It captures everything people love about the area: the literary history – Ted Hughes and Sylvia Plath’s wedding night residence is just across the street – and the melting pot community feel of the area. As Maggie puts it: “We are in the middle of a complete social mix”. She clearly cherishes the community spirit, telling me that “it’s rather lovely being in with other independent traders who have been long established.” Maggie is an active member of this community; her Instagram account is full of photos of her fellow local businesses and archival images of the area that she has sourced and shared in an effort to continue the legacy of Bloomsbury and to celebrate its history. Given her involvement, it’s no surprise that she is fondly referred to by many as the “Queen of Lamb’s Conduit”; such is her presence within the village-like community. “You wonder why, over time, so many creative people gravitated to this area. From the original Bloomsbury Group, back to Charles Dickens, and even earlier, Thomas Coram. All of these guys, Handel even – Messiah was performed just down the road – or Jacob Epstein’s studio on Lamb’s Conduit Street. All of these people who came to live and work here.”
Part of the reason people continue to visit, live, and work in Bloomsbury is because that history is still palpable in the streets and buildings, and independent businesses with unique personalities are a huge part of that. As Maggie writes on her website: “Bloomsbury is still at the forefront of artistic and cultural innovation – it’s as vibrant, dynamic and creative as it has ever been.” Although the area has seen some necessary improvements over the years, it has maintained its individuality. She observes that “the area has probably become a bit grander, a bit smarter, but it hasn’t become sterile as has happened to large swathes of London. We haven’t become anaesthetised. It still has its rough edges.”
The designers and accessories that Maggie sells in the shop have all passed under her discerning eye. Much like that first Ferrandis necklace, all of the jewellery “has to fulfil a criteria which is ‘do I like it?’ and I’ll go with that gut instinct. I think once you start analysing and over-analysing you get horribly lost.” When you enter the shop you are struck by how colourful it is, with collections sitting in colour co-ordinated displays to create a rainbow effect in the brightly lit space. The shop is narrow and packed full of treasures, from gem-encrusted bug pendants to Missoni-esque Italian teddy bears, to the special edition poetry books from Faber & Faber, with equally colourful covers, celebrating some of our best-loved poets. Maggie believes she works “with some of the best in the world,” a statement that is difficult to refute when you step inside and are greeted by the vast collection of eye-catching jewels.

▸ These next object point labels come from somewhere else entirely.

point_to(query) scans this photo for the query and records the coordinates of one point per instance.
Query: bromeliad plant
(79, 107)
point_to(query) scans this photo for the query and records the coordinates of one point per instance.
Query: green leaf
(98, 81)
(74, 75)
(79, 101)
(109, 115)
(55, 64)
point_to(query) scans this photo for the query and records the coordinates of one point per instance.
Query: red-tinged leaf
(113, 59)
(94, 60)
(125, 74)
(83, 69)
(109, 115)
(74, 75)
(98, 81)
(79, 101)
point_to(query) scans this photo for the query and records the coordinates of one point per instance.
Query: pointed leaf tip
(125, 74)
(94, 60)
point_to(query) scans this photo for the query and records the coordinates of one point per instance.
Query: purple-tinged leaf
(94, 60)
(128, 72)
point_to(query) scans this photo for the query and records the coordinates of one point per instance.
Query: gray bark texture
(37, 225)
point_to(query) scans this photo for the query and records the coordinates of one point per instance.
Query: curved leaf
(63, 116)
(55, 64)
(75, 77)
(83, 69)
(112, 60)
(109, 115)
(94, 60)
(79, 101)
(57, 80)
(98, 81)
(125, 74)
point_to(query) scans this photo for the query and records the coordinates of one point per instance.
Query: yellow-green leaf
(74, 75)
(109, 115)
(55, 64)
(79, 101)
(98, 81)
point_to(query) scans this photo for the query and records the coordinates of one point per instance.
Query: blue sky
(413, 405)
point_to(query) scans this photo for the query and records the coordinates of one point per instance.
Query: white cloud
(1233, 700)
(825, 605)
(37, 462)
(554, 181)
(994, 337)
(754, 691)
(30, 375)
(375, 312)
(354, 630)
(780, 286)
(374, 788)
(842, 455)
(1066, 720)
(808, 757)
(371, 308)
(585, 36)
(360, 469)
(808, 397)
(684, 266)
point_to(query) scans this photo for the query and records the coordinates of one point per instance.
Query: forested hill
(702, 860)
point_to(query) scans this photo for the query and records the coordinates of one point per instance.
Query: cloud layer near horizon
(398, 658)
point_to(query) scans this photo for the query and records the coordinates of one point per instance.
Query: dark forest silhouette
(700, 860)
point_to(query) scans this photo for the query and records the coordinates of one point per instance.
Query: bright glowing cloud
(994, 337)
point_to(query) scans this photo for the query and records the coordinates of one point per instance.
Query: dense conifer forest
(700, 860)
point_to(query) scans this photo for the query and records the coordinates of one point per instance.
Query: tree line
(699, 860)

Maggie has cultivated a space both for fans of costume jewellery or followers of specific designers and for passers-by stumbling upon a new discovery. Aside from branching out into the online marketplace 7 years ago there are no plans for physical expansion on the cards. As Maggie puts it; “I’m very happy with what I have here. I think that kind of organic growth is fine but I have no ambition to conquer the world. If I was starting out in my 20s I might have a different outlook, but I prefer to be in control of what I do and I think that if you do expand you have to sacrifice that – it does become diluted and it does become somebody else’s vision.” Luckily for those of us who have discovered Maggie Owen London, then, it looks set to remain the jewel in Bloomsbury’s crown.